Defina os resultados. Defina a resultado para cada uma das entregas do projeto. É fundamental que você e sua equipe – junto com o cliente – façam um trabalho completo de definição dos resultados desejados para cada entrega.  Resultados mal definidos levam a uma solução mal testada, mal integrada, e mal implementada que pode não atender às necessidades dos usuários finais.

Planeje a conversão de dados. Documente o processo de conversão de dados.  Conheça os detalhes e prepare sua equipe.  O cliente e seus especialistas serão os seus melhores amigos para compreenderem verdadeiramente suas necessidades de dados e como os dados precisam ser convertidos e integrados à nova solução.  Eles são todos parte da equipe – use-os sabiamente.  Atribua-lhes tarefas e permita-lhes acesso à sua ferramenta de agendamento de projeto colaborativo.

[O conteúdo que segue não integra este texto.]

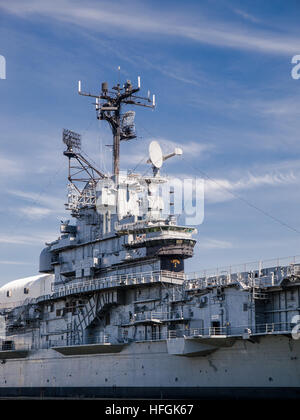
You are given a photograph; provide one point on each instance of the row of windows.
(9, 292)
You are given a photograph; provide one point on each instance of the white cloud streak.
(102, 16)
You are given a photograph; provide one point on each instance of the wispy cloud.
(8, 262)
(246, 16)
(106, 17)
(43, 205)
(209, 243)
(34, 239)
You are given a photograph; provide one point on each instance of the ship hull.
(268, 368)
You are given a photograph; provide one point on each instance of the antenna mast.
(108, 107)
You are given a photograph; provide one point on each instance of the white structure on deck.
(15, 293)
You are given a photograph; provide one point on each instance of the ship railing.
(100, 339)
(234, 331)
(253, 274)
(154, 316)
(119, 280)
(222, 332)
(7, 344)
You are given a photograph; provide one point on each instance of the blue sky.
(221, 72)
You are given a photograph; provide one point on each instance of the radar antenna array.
(82, 175)
(108, 107)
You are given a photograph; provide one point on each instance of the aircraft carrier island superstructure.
(113, 313)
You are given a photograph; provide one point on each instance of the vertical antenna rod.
(108, 107)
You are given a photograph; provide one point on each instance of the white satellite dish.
(155, 154)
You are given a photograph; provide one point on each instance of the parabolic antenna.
(155, 154)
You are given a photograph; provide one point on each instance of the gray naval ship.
(113, 313)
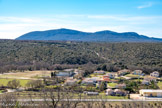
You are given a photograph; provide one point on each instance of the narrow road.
(87, 100)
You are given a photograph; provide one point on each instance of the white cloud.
(146, 5)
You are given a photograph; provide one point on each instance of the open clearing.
(26, 75)
(4, 82)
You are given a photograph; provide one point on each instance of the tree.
(34, 84)
(102, 86)
(14, 84)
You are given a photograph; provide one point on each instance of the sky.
(18, 17)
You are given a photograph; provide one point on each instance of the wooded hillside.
(22, 55)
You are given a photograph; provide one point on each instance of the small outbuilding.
(150, 93)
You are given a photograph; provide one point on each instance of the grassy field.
(26, 74)
(112, 84)
(159, 84)
(38, 95)
(4, 82)
(133, 76)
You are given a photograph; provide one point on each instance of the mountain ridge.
(64, 34)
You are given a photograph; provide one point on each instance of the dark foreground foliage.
(36, 55)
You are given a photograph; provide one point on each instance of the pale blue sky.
(21, 16)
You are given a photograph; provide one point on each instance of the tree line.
(37, 55)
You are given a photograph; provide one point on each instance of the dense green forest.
(35, 55)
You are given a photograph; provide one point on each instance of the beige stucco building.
(150, 93)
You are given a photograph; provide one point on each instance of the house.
(137, 72)
(120, 86)
(149, 78)
(123, 72)
(150, 93)
(106, 78)
(99, 72)
(70, 81)
(145, 82)
(90, 81)
(92, 93)
(119, 92)
(64, 74)
(155, 74)
(110, 92)
(112, 75)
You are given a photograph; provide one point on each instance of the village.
(122, 83)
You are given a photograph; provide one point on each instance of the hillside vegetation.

Crie um processo de mudança. Estabeleça um procedimento de controle de mudanças.  Todo projeto precisa de controle de mudanças.  Requisitos mudam de alguma forma em quase todos os projetos.  A formalidade do processo pode depender do tamanho do projeto e do tamanho do orçamento, mas discuta o assunto com o cliente e chegue a um processo de mudança que faz sentido para o projeto.

Faça testes de integração. Esteja certo de que há um plano para testes de integração. Isto pode parecer óbvio, mas é chega a ser engraçado quantas vezes este processo é  ignorado, ou pouca atenção é colocada nele.  Você pode até testar os pontos de integração,  mas se não o fizer com dados reais em um ambiente de teste real, você não estará realmente realizando um teste completo o suficiente para garantir que tudo vai funcionar na hora do lançamento.

Planejamento para contingência. Finalmente, tenha um plano de contingência em vigor.  Assegure-se de que um plano de contingência entrará em vigor em caso de falha do sistema.  O que você vai fazer se ele não funcionar?  Permanecer no status quo até que seja corrigido?  Implemente uma parte da solução.  Existe outra solução que pode ser oferecida nesse ínterim?  Estas são coisas que você pensa durante o planejamento de risco.  Certifique-se de não deixar o seu cliente na mão na hora da implementação.